Duchovny, expectedly, only had so much to say about the new series, but had a few morsels of information that would prove fascinating for any die-hard fan, including this writer. When asked about whether the format would be serialized or a collection of movie-of-the-week type storylines, the actor said, “We’re gonna do both. I’m pretty sure it’s gonna begin and end with the mythology.” He also revealed that the upcoming series will film in Vancouver, where much of the original series was shot. Discussing the timing of the return of the show, Duchovny went on to say:
“The time is right because we got our [act] together to do it. In terms of culturally or what people want to see, I don’t know. I imagine if we waited too much longer people would eventually lose interest. It’s different from something like “Star Trek,” which started out campy and then, especially with the J.J. Abrams stuff, became legit somehow. You might argue with me, but I always felt like we were legit. We’re still trying to do the same show. It’s not like were trying to make it 2.0, or whatever the .0 is now. 3.0. We’re gonna make the same show. But it’ll be interesting because Gillian and I are older. I don’t want to act like it’s 20 years ago.”
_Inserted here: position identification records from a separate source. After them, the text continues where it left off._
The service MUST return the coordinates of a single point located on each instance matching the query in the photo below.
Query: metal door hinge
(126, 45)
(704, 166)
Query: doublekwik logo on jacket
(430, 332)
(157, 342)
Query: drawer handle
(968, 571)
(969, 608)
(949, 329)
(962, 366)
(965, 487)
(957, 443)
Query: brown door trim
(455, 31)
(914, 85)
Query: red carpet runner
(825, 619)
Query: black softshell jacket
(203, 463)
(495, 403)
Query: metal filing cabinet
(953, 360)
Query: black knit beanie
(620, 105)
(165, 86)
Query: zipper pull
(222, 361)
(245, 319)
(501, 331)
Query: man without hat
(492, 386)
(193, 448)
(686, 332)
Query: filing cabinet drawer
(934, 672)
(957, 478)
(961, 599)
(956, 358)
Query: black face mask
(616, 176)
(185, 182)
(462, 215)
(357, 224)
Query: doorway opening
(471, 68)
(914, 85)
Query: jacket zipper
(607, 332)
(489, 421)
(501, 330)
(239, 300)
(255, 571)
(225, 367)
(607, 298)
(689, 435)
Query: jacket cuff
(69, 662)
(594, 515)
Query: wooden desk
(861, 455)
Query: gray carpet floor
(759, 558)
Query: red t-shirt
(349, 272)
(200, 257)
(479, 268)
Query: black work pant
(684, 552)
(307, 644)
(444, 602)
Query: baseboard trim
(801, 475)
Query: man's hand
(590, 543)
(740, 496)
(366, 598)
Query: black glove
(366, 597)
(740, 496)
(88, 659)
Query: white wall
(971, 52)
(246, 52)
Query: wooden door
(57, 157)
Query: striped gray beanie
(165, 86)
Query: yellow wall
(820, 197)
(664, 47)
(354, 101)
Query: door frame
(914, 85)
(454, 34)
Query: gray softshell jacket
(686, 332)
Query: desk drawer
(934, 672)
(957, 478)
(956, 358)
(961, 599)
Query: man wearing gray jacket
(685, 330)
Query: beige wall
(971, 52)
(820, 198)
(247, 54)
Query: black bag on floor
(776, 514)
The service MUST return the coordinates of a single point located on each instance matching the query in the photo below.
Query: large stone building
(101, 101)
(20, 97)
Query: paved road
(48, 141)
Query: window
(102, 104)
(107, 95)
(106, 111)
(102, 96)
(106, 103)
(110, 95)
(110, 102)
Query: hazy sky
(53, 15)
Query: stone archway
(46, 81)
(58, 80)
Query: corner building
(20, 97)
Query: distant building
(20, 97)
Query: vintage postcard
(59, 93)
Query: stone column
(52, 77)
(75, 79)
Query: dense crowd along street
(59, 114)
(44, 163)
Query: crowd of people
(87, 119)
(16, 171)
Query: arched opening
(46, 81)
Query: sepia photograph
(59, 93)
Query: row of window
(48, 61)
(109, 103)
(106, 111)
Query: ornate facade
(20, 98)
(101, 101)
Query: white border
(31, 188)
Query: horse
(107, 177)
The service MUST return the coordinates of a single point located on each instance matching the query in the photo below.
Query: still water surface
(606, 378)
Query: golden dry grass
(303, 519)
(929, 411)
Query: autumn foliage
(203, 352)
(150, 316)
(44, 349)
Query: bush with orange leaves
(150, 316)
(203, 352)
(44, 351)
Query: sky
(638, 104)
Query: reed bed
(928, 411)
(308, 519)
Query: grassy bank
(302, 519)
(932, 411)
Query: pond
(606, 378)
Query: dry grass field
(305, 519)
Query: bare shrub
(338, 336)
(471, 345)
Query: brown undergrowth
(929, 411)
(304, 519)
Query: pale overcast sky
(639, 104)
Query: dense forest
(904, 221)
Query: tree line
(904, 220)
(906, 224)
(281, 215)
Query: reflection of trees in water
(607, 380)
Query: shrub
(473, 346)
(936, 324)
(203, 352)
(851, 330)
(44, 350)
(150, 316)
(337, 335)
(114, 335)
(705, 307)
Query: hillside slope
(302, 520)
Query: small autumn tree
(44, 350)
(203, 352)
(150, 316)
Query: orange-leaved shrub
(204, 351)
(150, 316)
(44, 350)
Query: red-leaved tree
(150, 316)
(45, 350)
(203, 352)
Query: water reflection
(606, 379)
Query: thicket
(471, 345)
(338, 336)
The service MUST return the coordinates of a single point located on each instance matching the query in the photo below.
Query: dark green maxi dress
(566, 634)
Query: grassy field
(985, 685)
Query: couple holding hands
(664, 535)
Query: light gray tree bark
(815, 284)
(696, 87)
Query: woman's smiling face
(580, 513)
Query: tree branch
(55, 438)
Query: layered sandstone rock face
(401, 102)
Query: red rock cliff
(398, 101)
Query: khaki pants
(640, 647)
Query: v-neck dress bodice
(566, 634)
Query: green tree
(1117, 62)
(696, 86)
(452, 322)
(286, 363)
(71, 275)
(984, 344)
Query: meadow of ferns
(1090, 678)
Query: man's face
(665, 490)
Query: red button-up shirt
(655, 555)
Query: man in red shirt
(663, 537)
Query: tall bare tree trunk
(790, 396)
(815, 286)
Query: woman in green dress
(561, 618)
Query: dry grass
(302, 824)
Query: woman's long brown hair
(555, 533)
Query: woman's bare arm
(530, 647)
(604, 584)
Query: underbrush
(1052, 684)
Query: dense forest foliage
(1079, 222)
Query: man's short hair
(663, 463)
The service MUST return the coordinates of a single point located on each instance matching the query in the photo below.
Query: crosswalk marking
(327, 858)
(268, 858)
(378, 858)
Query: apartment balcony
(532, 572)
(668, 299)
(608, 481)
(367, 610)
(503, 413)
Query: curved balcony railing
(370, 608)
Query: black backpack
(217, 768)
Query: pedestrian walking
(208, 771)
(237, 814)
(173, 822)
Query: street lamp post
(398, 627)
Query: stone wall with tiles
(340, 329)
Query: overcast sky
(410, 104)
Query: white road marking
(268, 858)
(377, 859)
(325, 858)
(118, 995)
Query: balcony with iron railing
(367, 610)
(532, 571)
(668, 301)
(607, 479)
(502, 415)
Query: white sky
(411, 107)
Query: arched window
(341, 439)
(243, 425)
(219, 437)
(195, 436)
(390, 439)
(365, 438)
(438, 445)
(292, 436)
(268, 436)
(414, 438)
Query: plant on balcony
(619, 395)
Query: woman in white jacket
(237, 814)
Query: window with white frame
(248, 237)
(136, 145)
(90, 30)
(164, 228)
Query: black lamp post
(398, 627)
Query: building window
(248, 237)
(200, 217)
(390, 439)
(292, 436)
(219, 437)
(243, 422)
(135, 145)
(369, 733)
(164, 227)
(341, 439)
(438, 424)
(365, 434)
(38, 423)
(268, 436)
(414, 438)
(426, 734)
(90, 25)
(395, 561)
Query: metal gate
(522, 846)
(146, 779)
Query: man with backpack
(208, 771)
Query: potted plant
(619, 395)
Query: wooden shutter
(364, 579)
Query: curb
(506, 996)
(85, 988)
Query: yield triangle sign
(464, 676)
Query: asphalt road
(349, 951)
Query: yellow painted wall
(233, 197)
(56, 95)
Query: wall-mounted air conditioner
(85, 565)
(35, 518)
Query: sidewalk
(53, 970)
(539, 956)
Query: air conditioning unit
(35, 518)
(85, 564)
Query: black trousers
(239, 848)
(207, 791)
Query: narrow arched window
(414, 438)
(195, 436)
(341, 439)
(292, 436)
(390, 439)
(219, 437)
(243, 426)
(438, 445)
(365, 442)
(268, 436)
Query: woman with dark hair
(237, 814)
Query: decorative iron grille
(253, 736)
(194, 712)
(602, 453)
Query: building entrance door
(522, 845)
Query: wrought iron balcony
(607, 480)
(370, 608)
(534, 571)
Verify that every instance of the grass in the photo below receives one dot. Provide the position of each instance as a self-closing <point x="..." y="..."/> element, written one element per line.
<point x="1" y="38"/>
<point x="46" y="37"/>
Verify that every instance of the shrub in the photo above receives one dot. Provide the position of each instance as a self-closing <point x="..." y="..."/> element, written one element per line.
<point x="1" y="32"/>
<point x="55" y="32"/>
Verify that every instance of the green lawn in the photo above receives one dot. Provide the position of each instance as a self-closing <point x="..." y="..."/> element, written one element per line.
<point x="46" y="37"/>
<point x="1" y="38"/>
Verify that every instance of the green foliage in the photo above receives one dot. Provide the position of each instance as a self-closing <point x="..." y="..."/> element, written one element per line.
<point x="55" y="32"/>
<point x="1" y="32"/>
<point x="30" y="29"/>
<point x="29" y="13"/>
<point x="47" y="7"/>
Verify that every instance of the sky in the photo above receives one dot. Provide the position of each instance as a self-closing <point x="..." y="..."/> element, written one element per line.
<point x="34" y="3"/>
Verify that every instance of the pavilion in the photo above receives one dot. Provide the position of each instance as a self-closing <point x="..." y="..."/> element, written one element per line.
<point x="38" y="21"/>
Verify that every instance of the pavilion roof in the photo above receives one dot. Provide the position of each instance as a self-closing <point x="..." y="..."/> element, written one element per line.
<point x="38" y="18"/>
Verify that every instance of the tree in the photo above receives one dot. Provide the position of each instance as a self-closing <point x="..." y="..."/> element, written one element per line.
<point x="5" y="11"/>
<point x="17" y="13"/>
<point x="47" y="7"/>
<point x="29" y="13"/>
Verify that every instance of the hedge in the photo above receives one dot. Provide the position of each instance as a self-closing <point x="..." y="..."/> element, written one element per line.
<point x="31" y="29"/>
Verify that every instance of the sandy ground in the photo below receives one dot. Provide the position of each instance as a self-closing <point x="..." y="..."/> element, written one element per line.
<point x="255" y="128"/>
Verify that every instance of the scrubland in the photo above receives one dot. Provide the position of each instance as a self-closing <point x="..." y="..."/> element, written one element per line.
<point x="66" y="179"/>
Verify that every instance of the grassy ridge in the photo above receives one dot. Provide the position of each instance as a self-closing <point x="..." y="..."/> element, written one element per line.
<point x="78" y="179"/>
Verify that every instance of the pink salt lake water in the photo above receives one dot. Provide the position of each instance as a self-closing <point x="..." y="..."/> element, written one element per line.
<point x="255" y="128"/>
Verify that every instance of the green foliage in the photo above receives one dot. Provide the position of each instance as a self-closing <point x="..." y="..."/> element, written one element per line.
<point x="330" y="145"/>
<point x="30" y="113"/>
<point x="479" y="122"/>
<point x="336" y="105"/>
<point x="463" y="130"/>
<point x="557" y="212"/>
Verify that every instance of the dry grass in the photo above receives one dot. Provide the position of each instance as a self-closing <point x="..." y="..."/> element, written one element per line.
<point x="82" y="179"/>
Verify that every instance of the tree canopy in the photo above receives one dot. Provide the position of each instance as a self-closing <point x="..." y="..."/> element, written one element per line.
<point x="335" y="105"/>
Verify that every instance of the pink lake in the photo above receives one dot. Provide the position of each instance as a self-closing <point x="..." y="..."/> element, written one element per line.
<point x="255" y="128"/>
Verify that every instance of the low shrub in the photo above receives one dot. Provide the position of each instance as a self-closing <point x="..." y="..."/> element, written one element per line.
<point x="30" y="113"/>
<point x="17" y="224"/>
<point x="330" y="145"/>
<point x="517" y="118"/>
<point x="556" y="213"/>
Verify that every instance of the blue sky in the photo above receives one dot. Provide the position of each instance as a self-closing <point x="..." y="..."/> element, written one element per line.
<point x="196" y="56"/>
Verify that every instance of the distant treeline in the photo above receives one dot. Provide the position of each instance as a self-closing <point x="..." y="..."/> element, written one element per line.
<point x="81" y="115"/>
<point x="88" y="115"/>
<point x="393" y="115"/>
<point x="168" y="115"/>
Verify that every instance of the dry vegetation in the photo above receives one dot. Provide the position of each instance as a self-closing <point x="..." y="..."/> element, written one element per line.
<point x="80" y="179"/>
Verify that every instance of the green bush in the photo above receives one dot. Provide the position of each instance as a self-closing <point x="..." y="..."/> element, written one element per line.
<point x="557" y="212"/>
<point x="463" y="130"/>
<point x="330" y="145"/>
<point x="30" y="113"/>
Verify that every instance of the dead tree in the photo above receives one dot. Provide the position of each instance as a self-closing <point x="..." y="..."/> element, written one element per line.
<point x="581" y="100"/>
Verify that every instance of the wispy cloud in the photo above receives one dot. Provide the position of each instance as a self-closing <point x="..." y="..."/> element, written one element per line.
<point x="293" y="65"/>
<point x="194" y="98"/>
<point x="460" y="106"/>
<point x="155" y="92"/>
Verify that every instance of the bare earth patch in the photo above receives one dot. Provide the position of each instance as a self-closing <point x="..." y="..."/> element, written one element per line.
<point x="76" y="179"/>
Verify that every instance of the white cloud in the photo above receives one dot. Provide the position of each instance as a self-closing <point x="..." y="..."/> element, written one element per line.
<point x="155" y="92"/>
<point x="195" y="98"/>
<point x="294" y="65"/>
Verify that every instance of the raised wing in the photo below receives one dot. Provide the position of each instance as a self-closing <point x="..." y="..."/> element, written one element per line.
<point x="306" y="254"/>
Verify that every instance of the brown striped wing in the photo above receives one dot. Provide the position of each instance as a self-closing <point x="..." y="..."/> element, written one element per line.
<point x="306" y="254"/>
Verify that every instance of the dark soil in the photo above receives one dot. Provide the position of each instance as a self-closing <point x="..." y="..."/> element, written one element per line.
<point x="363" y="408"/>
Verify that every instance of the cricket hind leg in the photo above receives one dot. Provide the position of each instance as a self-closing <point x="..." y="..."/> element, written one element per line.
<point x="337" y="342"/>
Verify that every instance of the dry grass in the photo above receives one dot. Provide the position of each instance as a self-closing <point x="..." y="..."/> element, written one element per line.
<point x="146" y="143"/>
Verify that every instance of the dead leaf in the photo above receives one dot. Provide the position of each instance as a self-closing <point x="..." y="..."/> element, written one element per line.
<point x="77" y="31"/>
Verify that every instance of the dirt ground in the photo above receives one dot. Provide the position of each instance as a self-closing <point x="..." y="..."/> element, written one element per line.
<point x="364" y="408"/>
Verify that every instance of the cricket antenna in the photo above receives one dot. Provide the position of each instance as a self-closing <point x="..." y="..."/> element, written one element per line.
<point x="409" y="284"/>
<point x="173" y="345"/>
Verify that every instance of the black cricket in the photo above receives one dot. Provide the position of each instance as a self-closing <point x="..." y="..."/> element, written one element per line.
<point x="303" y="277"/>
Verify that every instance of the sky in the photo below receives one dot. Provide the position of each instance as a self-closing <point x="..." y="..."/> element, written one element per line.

The rest of the interview largely centers on Duchovny remembering the making of the show, it’s origins, and ultimately it’s influence. The actor even goes as far as to identify Agent Fox Mulder as perhaps one of the worst agents in the history of the FBI. That very well may be true, but could any old FBI agent capably hunt down a gaggle of inbred, mutant murderers or, ya know, survive getting swarmed by blood-sucking fireflies? I think not.